Tonino Servili, grande studioso e appassionato di storia, riprende questo celebre episodio aggiungendo e fornendo al lettore dettagli inediti, calando nel contesto locale un conflitto trattato solitamente nei manuali scolastici. Infatti, come racconta Servili, tra i socii in lotta con Roma erano annoverati anche i Piceni, antico popolo appenninico antecedente agli stessi romani, il cui territorio si estendeva in tutte le odierne Marche e ai quali dobbiamo anche il nostro stemma (non a caso il picchio era l’animale sacro per i Piceni).
L’episodio decisivo ebbe luogo nella città di Ascoli, quando gli ascolani fecero a pezzi gli ambasciatori romani che si trovavano a teatro, “con la partecipazione di tutti i presenti”. A seguito di quanto accaduto nel territorio marchigiano non fu più possibile auspicare ad una conciliazione, racconta Servili, e la ribellione dilagò in tutta la penisola.
Attraverso le fonti antiche egli ci offre un quadro dettagliato dei “grandi sacrifici e distruzioni di uomini e città avvenuti durante l’insurrezione per ottenere il diritto alla cittadinanza Romana, che Roma prometteva e mai concedeva”. Un tema, quello della cittadinanza, quanto mai attuale in un contesto sociale che vede ancora oggi l’Italia, come sempre è stata in tutta la sua storia, al centro del Mediterraneo.
Nella seconda parte dell’opera invece, il focus si sposta sulla città di San Ginesio, di cui viene fornito un resoconto storico che parte ancora una volta dalle fonti più antiche. Il nome di San Ginesio compare infatti per la prima volta – secondo il Armis Romanis di A. Gentili – già nel mille avanti Cristo, quando la zona era abitata dai Piceni.

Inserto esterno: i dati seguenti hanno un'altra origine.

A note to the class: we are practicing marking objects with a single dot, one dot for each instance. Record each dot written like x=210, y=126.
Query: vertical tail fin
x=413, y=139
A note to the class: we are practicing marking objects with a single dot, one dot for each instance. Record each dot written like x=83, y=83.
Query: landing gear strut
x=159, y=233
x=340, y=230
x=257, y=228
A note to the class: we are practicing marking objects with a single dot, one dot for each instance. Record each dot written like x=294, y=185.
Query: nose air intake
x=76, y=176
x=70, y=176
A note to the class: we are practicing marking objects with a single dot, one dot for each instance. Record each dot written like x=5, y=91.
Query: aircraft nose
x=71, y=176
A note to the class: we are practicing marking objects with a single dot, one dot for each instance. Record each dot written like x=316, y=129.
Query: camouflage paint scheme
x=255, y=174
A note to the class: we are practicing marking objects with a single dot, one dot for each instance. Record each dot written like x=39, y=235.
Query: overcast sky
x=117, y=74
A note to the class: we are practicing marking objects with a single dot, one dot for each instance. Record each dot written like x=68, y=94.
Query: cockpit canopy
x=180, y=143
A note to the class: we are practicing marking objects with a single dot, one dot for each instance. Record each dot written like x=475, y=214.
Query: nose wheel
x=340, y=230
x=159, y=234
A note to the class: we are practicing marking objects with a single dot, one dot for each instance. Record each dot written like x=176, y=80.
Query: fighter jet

Anche la disposizione di San Ginesio secondo Servili sembra seguire il modus operandi prettamente romano di fondazione delle città, che sorgevano ordinatamente intorno a due vie principali (il cardo e il decumano), che si incrociavano andando a formare un angolo retto. Egli individua nel groma, attrezzo in uso nell’antica Roma per tracciare un perfetto angolo retto (fondamentale nella progettazione delle città) una possibile chiave di lettura del vecchio stemma di San Ginesio, la cui origine è sconosciuta e avvolta nel mistero.
Al centro dello stemma vi era infatti una sorta di “sette rovesciato”, interpretato da molti come una mezza croce dello stemma papale. All’interno dei suoi scritti Servili avanza l’ipotesi che l’origine dello stemma sia molto più antica: a suo parere il simbolo rappresenterebbe la versione maiuscola della lettera greca “gamma”. Questa, che sembra non a caso un angolo retto, era utilizzata come simbolo per indicare il groma.
Nei suoi affascinanti scritti Tonino Servili restituisce un quadro vivido e dettagliato della storia più antica del territorio ginesino e marchigiano che ci permette di collocare il nostro contesto locale all’interno della grande storia “ufficiale”, regalandoci anche esempi di coraggio, di forza, di ribellione, ancora estremamente attuali.